An AI analysis estimated the favorable loan could save Ford as much as $5 billion in interest costs over the life of the debt. Ford hasn’t yet trimmed its fat dividend yield, but the Wall Street Journal said it’s only a matter of time.

"Capital is going to be a tool that we have, because the strength of our balance sheet to be able to do these things and continue to invest in the business, so that in 15 years and 10 years, we are a global player that is going to be a force to be reckoned with,” Ford Vice Chair and former CFO John Lawler said at the recent Bank of America Securities Auto Summit.

“Because remember: We have an advantage. We have the ability to long-term, given our ownership structure in the (Ford) family, and they think about that, and that's a gift that we have."

Lawler, who has more than three decades of automotive experience, acknowledged that years of raking up huge profits might soon become the distant past.

"We have to think about joint ventures," Lawler said. "We have to think about partnerships. Maybe there'll be consolidation, but if something doesn't change, all of us can't do all of this on our own, especially with what has been our largest profit pools and cash generators in this industry over the last 10 to 12 years drying up." (emphasis mine)

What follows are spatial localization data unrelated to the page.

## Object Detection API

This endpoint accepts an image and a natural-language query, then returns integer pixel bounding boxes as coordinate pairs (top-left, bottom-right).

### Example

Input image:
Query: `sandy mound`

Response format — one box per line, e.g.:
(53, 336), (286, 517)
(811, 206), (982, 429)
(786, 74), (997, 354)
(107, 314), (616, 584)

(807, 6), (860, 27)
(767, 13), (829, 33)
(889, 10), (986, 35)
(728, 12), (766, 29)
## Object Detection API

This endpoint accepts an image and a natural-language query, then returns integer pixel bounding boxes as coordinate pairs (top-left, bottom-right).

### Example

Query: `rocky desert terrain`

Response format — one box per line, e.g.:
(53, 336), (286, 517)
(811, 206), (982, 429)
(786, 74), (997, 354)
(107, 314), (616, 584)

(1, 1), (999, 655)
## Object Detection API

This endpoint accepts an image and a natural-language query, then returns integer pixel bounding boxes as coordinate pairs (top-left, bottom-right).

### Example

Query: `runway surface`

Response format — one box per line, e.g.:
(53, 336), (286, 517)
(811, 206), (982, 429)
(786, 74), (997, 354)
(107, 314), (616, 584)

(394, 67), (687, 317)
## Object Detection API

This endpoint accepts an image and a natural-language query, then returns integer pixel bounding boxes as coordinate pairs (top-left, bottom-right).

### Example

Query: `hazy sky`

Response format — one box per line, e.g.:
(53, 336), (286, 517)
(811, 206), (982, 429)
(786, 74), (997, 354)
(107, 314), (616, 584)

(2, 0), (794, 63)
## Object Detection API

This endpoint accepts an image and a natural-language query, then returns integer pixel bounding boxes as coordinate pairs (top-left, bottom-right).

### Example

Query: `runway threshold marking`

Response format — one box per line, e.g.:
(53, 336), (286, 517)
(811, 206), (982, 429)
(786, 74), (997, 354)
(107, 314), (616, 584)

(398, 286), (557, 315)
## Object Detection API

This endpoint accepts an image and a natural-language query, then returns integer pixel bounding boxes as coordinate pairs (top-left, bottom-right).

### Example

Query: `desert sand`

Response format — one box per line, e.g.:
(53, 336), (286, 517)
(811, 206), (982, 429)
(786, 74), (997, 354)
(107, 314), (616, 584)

Although GM is an anti-MAGA company that heavily uses foreign-made parts for even vehicles assembled in the U.S., the automaker so far doesn’t appear all that alarmed by Trump’s tariff rattling. Just weeks after Trump took office, GM announced it would spend $6 billion to buy back its underperforming stock, on top of the $16 billion it allocated for stock buybacks since the fall of 2023.

GM's Buybacks

Here's some perspective on GM’s $22 billion in buybacks: That is almost equal to the $22.7 billion China’s publicly traded companies collectively spent on stock buybacks in all of 2024. Toyota, which is three times more profitable than GM and sells twice as many cars globally, last year spent $8 billion on stock buybacks.

Despite GM’s aggressive buybacks, investors value Toyota at $281 billion – more than five times the valuation assigned to GM. 

While GM in the U.S. pays lip service about wanting to support Trump’s efforts to bolster U.S. manufacturing, the company sings a different tune for its Mexican audience.

“At the moment, none of the models produced in Mexico are being stopped or transferred to the United States,” Adrián Enciso, the director of GM de México’s EV operations, told the Spanish-language newspaper, Milenio, and translated by the trade publication electrek.

While GM’s U.S. employees are bracing for layoffs, workers at the company’s Silao, Guanajuato, factory complex in Mexico recently clinched record raises averaging 10% that will lift most of them above Mexico’s poverty line after staring down GM scaremongering about tariff threats. It’s the second contract where GM agreed to pay a double digit wage increase to its Mexican workers.

“(GM) said, well, we’re offering six percent,” Norma Leticia Cabrera Vasquez, who leads the union’s Women’s Department and works at the Silao plant for 15 years, told Labor Notes, a union activist publication. “We knew they were going to show up with that, but we said, ‘We still have weeks to negotiate, so we won’t let that intimidate us.”

“(GM) always threatened to relocate, like back during the global economic crisis,” Alejandra Morales Reynoso, General Secretary of Mexico’s national auto union, told Labor Notes. “It would take years to transfer production. They’d need an installation like GM [Silao], a complex made up of six or seven plants, which would be a multi-million-dollar expense.”

Both GM and Ford are at a crossroads. If GM fails yet again, it would be outrageous if U.S. taxpayers are required to bail out the company given CEO Mary Barra’s decision to continue enriching herself and other shareholders instead of taking measures to better safeguard the automaker and protect the legions of workers who depend on its survival.

Notably, Barra is a legacy from the GM management that failed.